Attempts to understand the pathogenesis of schizophrenia’s memory deficits at the molecular level have yielded frustratingly few leads, making circuit-level inquiries a rational next step. Utilizing a genetic mouse model of schizophrenia susceptibility (Df(16)A+/- mice), we have taken a three-pronged approach to the analysis of the circuit mechanisms and missteps of episodic memory. We first developed a behavioral model of episodic memory, a variation on classical ‘trace’ fear conditioning, which involves the formation of an association between an innocuous stimulus (conditioned stimulus, CS) and a temporally separate aversive stimulus (unconditioned stimulus, US).
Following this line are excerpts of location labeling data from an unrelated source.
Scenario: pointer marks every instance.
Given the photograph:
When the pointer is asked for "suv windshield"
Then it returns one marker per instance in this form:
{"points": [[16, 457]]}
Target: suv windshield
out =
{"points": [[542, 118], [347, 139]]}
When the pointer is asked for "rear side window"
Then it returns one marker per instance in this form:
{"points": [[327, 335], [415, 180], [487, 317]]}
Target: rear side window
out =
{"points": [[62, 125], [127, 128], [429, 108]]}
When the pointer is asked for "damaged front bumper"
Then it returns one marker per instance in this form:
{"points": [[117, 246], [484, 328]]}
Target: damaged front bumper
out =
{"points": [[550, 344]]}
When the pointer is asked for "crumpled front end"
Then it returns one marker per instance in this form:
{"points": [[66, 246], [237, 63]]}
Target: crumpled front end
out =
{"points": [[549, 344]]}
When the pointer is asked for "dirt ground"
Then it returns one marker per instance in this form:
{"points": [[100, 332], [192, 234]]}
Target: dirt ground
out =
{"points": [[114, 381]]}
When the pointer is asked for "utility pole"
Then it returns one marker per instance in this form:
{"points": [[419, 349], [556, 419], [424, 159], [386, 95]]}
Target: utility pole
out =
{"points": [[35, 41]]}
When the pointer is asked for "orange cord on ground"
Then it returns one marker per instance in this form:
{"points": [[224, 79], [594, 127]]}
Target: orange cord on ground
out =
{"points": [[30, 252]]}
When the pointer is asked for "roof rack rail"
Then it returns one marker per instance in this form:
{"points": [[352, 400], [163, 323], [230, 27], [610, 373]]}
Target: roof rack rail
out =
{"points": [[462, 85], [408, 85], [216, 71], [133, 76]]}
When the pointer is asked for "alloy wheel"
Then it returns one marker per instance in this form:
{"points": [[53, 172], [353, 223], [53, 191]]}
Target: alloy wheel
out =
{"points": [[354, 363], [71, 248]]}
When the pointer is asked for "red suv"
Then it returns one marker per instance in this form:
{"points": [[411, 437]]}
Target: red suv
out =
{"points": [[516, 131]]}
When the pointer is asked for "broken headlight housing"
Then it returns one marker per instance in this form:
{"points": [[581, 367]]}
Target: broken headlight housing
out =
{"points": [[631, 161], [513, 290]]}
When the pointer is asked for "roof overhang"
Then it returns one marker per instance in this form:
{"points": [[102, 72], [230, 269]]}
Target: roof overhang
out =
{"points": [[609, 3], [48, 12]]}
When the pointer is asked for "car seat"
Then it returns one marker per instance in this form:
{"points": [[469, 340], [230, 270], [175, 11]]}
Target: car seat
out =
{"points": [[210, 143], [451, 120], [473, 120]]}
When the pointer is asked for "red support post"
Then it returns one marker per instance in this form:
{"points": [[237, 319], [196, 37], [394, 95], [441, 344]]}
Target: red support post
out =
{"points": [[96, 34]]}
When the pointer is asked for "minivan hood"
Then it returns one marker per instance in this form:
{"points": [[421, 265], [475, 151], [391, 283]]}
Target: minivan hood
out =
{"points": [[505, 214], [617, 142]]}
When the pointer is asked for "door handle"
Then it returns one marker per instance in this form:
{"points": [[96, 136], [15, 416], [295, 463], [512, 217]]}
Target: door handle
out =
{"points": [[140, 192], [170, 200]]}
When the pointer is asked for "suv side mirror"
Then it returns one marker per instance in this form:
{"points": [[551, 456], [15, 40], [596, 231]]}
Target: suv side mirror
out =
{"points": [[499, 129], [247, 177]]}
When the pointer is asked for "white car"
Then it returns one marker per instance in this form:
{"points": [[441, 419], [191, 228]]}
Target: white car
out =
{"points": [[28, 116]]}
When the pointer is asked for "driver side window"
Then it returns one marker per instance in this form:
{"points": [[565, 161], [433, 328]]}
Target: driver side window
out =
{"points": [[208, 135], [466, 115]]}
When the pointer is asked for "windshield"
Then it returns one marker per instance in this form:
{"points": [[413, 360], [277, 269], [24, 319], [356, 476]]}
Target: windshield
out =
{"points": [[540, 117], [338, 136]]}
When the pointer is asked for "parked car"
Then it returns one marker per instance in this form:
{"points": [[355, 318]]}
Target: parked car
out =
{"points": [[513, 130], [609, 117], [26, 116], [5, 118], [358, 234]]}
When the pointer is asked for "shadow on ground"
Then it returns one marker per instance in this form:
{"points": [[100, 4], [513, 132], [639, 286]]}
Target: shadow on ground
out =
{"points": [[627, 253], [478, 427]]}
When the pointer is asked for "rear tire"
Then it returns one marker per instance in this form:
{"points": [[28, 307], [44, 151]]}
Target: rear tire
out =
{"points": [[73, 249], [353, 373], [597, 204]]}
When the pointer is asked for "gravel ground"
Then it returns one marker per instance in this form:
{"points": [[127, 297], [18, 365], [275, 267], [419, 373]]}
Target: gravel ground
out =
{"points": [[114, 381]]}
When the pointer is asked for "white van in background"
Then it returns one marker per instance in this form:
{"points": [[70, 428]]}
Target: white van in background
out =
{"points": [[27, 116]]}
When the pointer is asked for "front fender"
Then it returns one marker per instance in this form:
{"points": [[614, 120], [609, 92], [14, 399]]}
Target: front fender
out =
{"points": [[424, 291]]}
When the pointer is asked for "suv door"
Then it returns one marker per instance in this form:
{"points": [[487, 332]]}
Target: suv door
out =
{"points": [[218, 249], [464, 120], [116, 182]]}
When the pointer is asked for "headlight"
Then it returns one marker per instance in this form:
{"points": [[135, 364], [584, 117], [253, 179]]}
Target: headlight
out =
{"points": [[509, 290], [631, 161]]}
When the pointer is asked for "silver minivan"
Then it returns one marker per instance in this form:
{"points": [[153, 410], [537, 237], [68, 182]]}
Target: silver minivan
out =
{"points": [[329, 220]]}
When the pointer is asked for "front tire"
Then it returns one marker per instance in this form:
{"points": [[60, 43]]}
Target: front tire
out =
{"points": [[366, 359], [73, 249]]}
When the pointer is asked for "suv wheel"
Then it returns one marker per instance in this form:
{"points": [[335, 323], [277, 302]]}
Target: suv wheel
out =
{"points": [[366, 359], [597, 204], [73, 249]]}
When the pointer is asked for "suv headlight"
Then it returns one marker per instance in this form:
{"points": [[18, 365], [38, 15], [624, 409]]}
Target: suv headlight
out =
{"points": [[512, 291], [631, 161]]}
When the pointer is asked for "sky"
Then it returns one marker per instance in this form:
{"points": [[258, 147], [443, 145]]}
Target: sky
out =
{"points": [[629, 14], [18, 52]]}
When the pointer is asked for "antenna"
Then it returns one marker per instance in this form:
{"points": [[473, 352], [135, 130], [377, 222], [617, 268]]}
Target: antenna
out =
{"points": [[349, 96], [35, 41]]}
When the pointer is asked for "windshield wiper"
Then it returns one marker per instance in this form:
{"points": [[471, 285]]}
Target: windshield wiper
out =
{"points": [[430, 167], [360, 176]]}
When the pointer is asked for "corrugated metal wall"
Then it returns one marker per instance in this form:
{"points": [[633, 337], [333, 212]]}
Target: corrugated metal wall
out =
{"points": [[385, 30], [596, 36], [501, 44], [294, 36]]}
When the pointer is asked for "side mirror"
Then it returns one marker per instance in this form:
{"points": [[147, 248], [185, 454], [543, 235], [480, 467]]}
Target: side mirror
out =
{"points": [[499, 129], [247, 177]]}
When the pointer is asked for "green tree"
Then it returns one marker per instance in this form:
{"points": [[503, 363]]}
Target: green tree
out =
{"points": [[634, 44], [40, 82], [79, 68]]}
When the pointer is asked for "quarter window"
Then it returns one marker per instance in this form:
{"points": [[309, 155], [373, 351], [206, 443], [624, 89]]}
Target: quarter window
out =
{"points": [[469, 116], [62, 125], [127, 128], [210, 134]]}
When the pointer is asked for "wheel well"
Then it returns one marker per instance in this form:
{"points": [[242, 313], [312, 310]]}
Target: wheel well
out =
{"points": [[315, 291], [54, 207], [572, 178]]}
Next, we turned to a region of the brain known to be required for trace fear conditioning and implicated in the pathogenesis of schizophrenia, dorsal CA1 of the hippocampus. Because network coordination and plasticity in dorsal hippocampal CA1 relies heavily on the activity of soma-targeting, parvalbumin-positive interneurons (PV+ INs), we hypothesized that they may be mediators of the associations built during trace fear conditioning. We therefore sought to characterize their activity during temporal association learning in both wild-type (WT) and Df(16)A+/- mice using two-photon calcium imaging. We simultaneously recorded local field potentials in the contralateral dorsal hippocampus to pair the discrete transformations captured through imaging with information about more global states of hippocampal activity. Finally, we manipulated the activity PV+ INs during various epochs of freely-moving trace fear conditioning to test hypotheses regarding their necessity for trace fear conditioning in healthy and schizophrenia-susceptible mice.
We found that Df(16)A+/- mice have severe deficits in trace fear conditioning when compared to mice that do not carry their defining mutation. Calcium imaging of PV+, peri-somatic boutons in dorsal CA1 over the course of trace fear conditioning revealed a marked increase in the number of detected boutons that initiate activity during the presentation of the CS and that sustain their activity across the time gap preceding delivery of the US. This shift in activity was notably absent in recordings from Df(16)A+/- mice. Consistent with the observations of others, analysis of local field potentials indicated that successful learning was associated with modulation of amplitude and theta-phase relation in mid- and fast-gamma frequency oscillations. This modulation was compromised in Df(16)A+/- mice. Finally, we found that inhibition of PV+ INs during encoding in Df(16)A+/- mice restores their response to the CS to near-WT levels of fear expression.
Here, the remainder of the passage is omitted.